Commanders and leaders
- Alfonso the Battler † Centule VI †: Yahya ibn Ghaniya

Strength
- 12,000: 2,700

= Battle of Fraga =

1134 battle in Spain

The Battle of Fraga was a battle of the Spanish Reconquista that took place on 17 July 1134 at Fraga, Aragon, Spain. The battle was fought between the combined forces of King Alfonso the Battler and Viscount Centule VI of Béarn, and a variety of Almoravid forces that had come to the aid of the town of Fraga which was being besieged by Alfonso. The battle resulted in an Almoravid victory. The Aragonese monarch Alfonso died shortly after the battle.

== Background ==
Since the second half of the 11th century, the kings of Aragón and the counts of Barcelona and Urgel tried with obstinacy to conquer the Muslim held towns and frontier fortresses of the Marca Superior. Specifically, they targeted the low lands around the Segre and Cinca Rivers all the way to the mouth of the Ebro, an active and prosperous region with direct access to the Mediterranean Sea. The most important towns in this region were Lleida, Mequinenza, Fraga, and Tortosa.

==The battle ==
In July 1134, Alfonso, known by the Muslims as Ibn Rudmir (literally "son of Ramiro) or al-Farandji, laid siege to the town of Fraga with an army from Aragon. The Almoravid response was swift and decisive. The Emir of Cordoba, son of the caliph, equipped a force of 2,000 cavalry-men; the Emir of Murcia and Valencia put together 500 cavalry-men; and the governor of Lleida another 200. Once these forces combined, they marched to the relief of Fraga.

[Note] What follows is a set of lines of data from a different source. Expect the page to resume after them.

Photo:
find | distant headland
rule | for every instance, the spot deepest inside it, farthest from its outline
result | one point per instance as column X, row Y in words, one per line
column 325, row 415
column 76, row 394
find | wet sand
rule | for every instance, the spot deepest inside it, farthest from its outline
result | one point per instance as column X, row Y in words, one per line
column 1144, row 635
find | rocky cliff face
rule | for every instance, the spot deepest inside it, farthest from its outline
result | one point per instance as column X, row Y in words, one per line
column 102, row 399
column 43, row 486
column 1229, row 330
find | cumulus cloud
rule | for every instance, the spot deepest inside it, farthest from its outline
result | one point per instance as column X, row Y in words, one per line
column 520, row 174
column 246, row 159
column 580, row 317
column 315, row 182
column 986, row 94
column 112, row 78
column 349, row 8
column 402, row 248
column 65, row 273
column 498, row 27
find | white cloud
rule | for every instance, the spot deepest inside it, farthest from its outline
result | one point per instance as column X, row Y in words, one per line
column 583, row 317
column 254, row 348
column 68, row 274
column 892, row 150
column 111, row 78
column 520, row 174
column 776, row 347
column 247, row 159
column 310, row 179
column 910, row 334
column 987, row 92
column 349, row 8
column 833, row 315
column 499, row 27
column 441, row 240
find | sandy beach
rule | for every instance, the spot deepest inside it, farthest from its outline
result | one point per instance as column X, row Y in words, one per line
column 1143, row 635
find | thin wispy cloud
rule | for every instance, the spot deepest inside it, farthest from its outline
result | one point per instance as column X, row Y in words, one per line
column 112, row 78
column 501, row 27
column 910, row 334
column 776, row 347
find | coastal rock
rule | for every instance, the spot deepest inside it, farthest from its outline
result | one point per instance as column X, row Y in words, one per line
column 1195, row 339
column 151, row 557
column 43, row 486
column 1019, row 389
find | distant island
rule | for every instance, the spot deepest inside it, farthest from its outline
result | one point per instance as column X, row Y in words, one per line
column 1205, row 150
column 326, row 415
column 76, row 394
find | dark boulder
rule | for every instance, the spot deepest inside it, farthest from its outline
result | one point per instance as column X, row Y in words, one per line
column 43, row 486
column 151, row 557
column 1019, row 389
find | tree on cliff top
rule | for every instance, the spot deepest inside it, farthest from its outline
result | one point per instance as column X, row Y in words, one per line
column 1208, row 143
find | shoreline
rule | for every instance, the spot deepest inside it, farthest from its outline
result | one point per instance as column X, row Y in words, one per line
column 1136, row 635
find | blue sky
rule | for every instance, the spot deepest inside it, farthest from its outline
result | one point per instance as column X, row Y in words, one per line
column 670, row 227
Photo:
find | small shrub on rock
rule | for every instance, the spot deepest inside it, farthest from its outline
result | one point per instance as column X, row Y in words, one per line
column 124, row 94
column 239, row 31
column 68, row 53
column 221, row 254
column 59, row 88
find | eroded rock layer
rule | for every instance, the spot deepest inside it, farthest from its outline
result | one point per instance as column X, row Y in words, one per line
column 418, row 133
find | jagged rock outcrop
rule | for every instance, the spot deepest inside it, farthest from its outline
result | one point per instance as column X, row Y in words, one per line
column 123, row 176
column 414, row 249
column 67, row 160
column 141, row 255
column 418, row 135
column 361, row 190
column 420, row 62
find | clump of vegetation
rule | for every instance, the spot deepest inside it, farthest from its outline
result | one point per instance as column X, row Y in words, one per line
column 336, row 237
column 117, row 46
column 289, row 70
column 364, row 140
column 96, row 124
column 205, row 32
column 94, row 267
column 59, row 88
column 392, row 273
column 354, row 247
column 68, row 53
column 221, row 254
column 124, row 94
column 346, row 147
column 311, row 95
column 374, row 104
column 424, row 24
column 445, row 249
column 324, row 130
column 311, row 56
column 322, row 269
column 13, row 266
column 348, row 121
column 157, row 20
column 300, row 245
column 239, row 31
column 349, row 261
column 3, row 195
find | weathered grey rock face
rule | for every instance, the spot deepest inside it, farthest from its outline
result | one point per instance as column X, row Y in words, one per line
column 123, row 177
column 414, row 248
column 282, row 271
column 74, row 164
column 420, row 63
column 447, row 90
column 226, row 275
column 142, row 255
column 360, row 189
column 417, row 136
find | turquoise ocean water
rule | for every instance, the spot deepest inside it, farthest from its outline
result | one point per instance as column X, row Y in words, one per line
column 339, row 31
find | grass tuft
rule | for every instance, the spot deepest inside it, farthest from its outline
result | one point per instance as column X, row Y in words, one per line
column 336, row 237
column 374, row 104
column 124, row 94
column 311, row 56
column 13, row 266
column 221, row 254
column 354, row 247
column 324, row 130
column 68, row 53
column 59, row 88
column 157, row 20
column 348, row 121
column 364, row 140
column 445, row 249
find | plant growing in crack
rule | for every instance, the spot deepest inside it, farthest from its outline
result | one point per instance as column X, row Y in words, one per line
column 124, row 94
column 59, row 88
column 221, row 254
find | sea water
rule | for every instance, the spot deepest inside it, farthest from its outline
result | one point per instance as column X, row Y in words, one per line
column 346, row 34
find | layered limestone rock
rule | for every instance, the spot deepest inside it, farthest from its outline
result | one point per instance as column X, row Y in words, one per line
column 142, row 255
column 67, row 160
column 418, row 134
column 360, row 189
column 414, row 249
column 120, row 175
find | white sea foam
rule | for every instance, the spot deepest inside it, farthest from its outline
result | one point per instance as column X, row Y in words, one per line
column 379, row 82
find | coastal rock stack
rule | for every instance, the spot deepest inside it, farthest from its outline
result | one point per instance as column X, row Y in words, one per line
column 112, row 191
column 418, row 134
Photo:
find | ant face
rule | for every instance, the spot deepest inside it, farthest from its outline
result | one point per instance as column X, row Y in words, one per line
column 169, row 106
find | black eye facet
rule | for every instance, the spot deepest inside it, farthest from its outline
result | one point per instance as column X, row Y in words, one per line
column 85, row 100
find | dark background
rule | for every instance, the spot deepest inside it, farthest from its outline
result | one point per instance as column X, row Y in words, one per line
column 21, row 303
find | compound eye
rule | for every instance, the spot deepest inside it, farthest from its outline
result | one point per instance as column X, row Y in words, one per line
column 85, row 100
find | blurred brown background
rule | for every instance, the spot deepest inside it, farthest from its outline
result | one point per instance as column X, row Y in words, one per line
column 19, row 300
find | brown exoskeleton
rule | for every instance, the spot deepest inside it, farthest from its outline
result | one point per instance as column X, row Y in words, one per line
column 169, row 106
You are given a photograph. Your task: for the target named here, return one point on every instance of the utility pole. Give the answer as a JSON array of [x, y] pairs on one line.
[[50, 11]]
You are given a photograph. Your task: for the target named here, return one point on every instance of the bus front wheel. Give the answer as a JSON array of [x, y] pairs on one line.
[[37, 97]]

The day of 17 July 1134 brought the arrival of an Almoravid relief force, led by the governor of Lérida, Ibn ‘Iyad. Seeing reinforcements, the besieged Fragans sallied out, however Alfonso, still confident in his numerical and tactical advantage, rallied his troops. His entourage clashed with the cavalry of the emir of Murcia, Yahya ibn Ghaniya. The Almoravid cavalry decimated the Aragonese soldiers. Upon seeing this, the townspeople fell upon the Aragonese camp pillaging and killing a majority of the soldiers there. They made off with all of the Aragonese army's provisions and took them back into the city of Fraga. At that moment, the emir of Cordoba launched a final attack with his cavalry and broke the Christian troops once again. Having lost a majority of his soldiers, Alfonso was obliged to flee and made for Zaragoza. He died on 7 September 1134.

== Aftermath ==
The Aragonese toll at Fraga was significant. Amongst the dead or captured were many notable members of Aragonese society. Guy of Lescar who fought with the Christian forces, was captured by the Almoravids, and imprisoned at Balensiyya.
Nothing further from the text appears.